The lender then advises the borrower to make higher down payments and take out a loan for a longer term to enjoy lower interest rates and lower monthly repayments. For the borrower to qualify for the loan, the lender reviews his creditworthiness to determine the amount of credit to extend. In addition to interest charges, borrowers are expected to pay other fees such as application fees, processing fees, loan origination fees and potential extra fees such as late payment fees.

Nowadays, borrowers can also apply for installment loans online. Online installment loans are quite easy to qualify for. You must have a checking or savings account that has been open for at least one month. This is because online loans are transferred directly into your savings account. Secondly, you must be at least age of 18 years to be eligible for an installment loan. Thirdly, you must have a steady and regular income as this guarantees that you are in a position to make repayments promptly.

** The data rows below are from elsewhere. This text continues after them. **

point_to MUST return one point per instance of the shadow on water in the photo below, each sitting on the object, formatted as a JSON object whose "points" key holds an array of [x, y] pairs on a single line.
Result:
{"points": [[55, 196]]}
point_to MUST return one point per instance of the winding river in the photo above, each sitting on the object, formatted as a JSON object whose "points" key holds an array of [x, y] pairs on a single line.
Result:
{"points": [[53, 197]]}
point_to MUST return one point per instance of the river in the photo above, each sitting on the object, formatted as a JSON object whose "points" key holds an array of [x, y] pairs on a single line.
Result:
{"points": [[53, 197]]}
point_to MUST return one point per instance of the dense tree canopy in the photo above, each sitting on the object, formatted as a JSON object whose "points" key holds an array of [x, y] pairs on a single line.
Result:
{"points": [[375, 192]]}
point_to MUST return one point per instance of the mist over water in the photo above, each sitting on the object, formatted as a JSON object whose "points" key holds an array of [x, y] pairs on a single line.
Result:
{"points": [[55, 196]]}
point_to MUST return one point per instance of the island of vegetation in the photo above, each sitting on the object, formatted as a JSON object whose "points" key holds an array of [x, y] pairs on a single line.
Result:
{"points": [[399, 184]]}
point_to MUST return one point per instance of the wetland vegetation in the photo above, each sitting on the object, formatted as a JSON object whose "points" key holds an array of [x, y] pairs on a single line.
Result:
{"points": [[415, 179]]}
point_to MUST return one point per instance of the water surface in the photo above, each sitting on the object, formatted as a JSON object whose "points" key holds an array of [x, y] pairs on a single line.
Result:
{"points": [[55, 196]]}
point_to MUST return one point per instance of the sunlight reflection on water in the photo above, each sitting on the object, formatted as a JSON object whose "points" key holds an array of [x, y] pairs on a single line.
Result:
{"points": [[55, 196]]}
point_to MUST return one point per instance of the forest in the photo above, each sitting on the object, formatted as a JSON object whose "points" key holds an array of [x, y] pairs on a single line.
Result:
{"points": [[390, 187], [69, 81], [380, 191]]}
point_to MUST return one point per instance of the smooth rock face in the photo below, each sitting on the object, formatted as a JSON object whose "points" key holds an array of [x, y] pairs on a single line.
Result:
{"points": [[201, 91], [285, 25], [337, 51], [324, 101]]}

Lastly, when requesting an installment loan online, you must provide a valid Social Security Number or Individual Taxpayer Identification Number.

Installment loans and bad credit

Installment loans & bad credit

Installment loans & bad credit

Most people have a messed up financial past which adversely affects their credit score which makes convincing a lender to lend them money quite hard. Installment loans save you from this hassle as it approves payday installment loans online for borrowers with bad credit and even those with no credit. Installment loans can be used to repair credit for people with installment loans for bad credit as they create a history of prompt repayments over time.

Merits and demerits of installment loans

Installment loans are an option for many due to the benefits they bring. They are fast and are obtained at substantially low-interest rates than other forms of lending such as payday loans. Installment loans are flexible especially when they are long-term as they are tailored best to match the borrower’s ability to repay the loan.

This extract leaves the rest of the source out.